This notebook compares four different Small Language Models (Mistral-7B, Zephyr_7B, Orca-7B, and Phi-2, which is a 3B model) in a question-answering task. The ground truth answers are obtained by passing the same questions to Gemini-pro, a trusted Large Language Model. At the end of the notebook, we have graphs displaying the performance of each SLM against six commonly used metrics: Exact match, F1-Score, BLEU score, ROUGE score, BERT-based similarity score, and Sentence-transformer-based similarity score.
- Python
- Langchain
- VectorDB (ChromaDB)
- Plotly
- Retrievel Augmented Generation (RAG)
- Small and Large Language Models
- Object Oriented Programming
Some comparisons and analyses done here:
- BLEU, ROUGE-1, ROUGE-2, ROUGE-L, Exact match, and F1 scores are expectedly low: Since the answers generated by the models are not just simple sentences, quantifying their performance only by overlaps, precision, and recall will not be sufficient.

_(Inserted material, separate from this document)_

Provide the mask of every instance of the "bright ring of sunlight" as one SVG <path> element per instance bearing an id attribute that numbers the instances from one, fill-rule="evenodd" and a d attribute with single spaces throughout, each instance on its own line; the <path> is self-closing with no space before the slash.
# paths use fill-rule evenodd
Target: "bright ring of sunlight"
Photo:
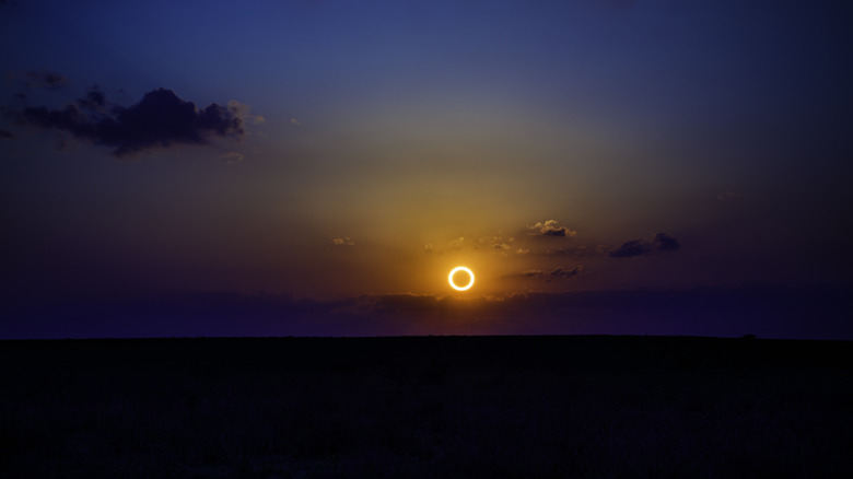
<path id="1" fill-rule="evenodd" d="M 468 281 L 468 284 L 466 284 L 464 287 L 457 287 L 456 283 L 453 282 L 453 276 L 456 274 L 459 271 L 467 272 L 468 273 L 468 278 L 471 279 L 470 281 Z M 453 268 L 451 270 L 451 276 L 447 277 L 447 281 L 451 282 L 451 288 L 453 288 L 454 290 L 456 290 L 456 291 L 466 291 L 466 290 L 470 289 L 474 285 L 474 271 L 471 271 L 470 269 L 468 269 L 468 268 L 466 268 L 464 266 L 457 266 L 456 268 Z"/>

- The scores are zero for all the models on all the sentences.
- Zephyr: Higher and more consistent F1 scores across evaluations. F1 score balances precision and recall, and Zephyr's higher scores indicate it effectively retrieves relevant information with fewer false positives.

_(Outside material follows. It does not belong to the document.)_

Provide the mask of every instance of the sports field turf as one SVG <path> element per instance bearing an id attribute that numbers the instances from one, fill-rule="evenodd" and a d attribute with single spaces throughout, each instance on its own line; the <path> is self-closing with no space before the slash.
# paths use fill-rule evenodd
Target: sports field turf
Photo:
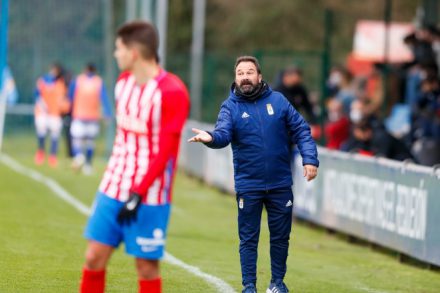
<path id="1" fill-rule="evenodd" d="M 9 136 L 4 151 L 53 178 L 90 205 L 104 159 L 85 177 L 62 159 L 58 169 L 35 167 L 30 137 Z M 236 207 L 224 195 L 180 172 L 174 190 L 167 251 L 241 290 Z M 41 183 L 0 163 L 0 292 L 77 292 L 86 242 L 86 217 Z M 270 280 L 266 218 L 258 260 L 258 289 Z M 440 273 L 401 264 L 392 254 L 349 244 L 307 225 L 294 224 L 286 284 L 291 292 L 440 292 Z M 162 266 L 165 292 L 217 292 L 184 269 Z M 107 292 L 136 292 L 133 260 L 119 249 L 108 268 Z"/>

- Mistral: Lower F1 scores compared to Zephyr, indicating less effective retrieval of relevant information.
- Orca: Some higher scores, but generally lower than Zephyr, suggesting it is less consistent.
- Phi-2: Scores vary significantly and are generally lower than Zephyr, indicating less effective performance.
- Zephyr: Generally higher BLEU scores, which measure the accuracy of generated text compared to reference text. Higher scores indicate better performance in language generation tasks.
- Mistral: Very low BLEU scores, suggesting poor performance in generating accurate text.
- Orca: Similar to Mistral, with generally low scores.
- Phi-2: Low and inconsistent BLEU scores, indicating poor performance in text generation.
- Zephyr: Higher ROUGE scores, which measure the overlap between the model-generated text and reference text in terms of recall, precision, and F1. Higher ROUGE scores suggest better performance in generating text that closely matches the reference.
- Mistral: Lower ROUGE scores compared to Zephyr, indicating less effective text generation.
- Orca: Some high scores, but less consistent compared to Zephyr.
- Phi-2: Generally lower and more inconsistent scores.
- Zephyr: Shows consistently high similarity scores across various evaluations, indicating that Zephyr’s outputs are more semantically similar to the reference texts. This means that Zephyr effectively captures the meaning of the input and produces relevant and contextually appropriate responses.
- Mistral: The scores are lower and less consistent compared to Zephyr. This suggests that Mistral’s outputs are less semantically aligned with the reference texts, leading to less relevant responses.
- Orca: Similar to Mistral, the scores are generally lower and show greater variability, indicating inconsistent performance in capturing semantic similarity.
- Phi-2: Scores are also lower and less consistent, reflecting less effective performance in generating semantically similar text compared to Zephyr.
- Zephyr: Again, Zephyr demonstrates higher and more consistent similarity scores. Sentence Transformers are powerful tools for measuring the similarity between sentences, and Zephyr’s high scores indicate its ability to generate responses that are closely aligned with the meaning of the reference texts.
- Mistral: Lower scores suggest that Mistral struggles to maintain semantic similarity with the reference texts, leading to less relevant outputs.
- Orca: While some scores might be competitive, they are generally lower and more variable than Zephyr’s, indicating less reliability in generating semantically similar responses.
- Phi-2: Similar to the other models, Phi-2 shows lower and less consistent scores, reflecting poorer performance in maintaining semantic similarity.
These high scores demonstrate Zephyr’s robustness in generating semantically relevant and meaningful responses, outperforming Mistral, Orca, and Phi-2 in most evaluations.
- It is important to note that all the models are very close in scores: Some models outperform others in certain evaluations.
- The overall scores are low because of heavy quantization: The models are 4-bit quantized to fit space constraints. If we were to test the full models, the performance increase would be significant.
- This notebook is to experiment and draw comparisons between the models: Even though the scores are low, relatively we can understand the standings in models' performances.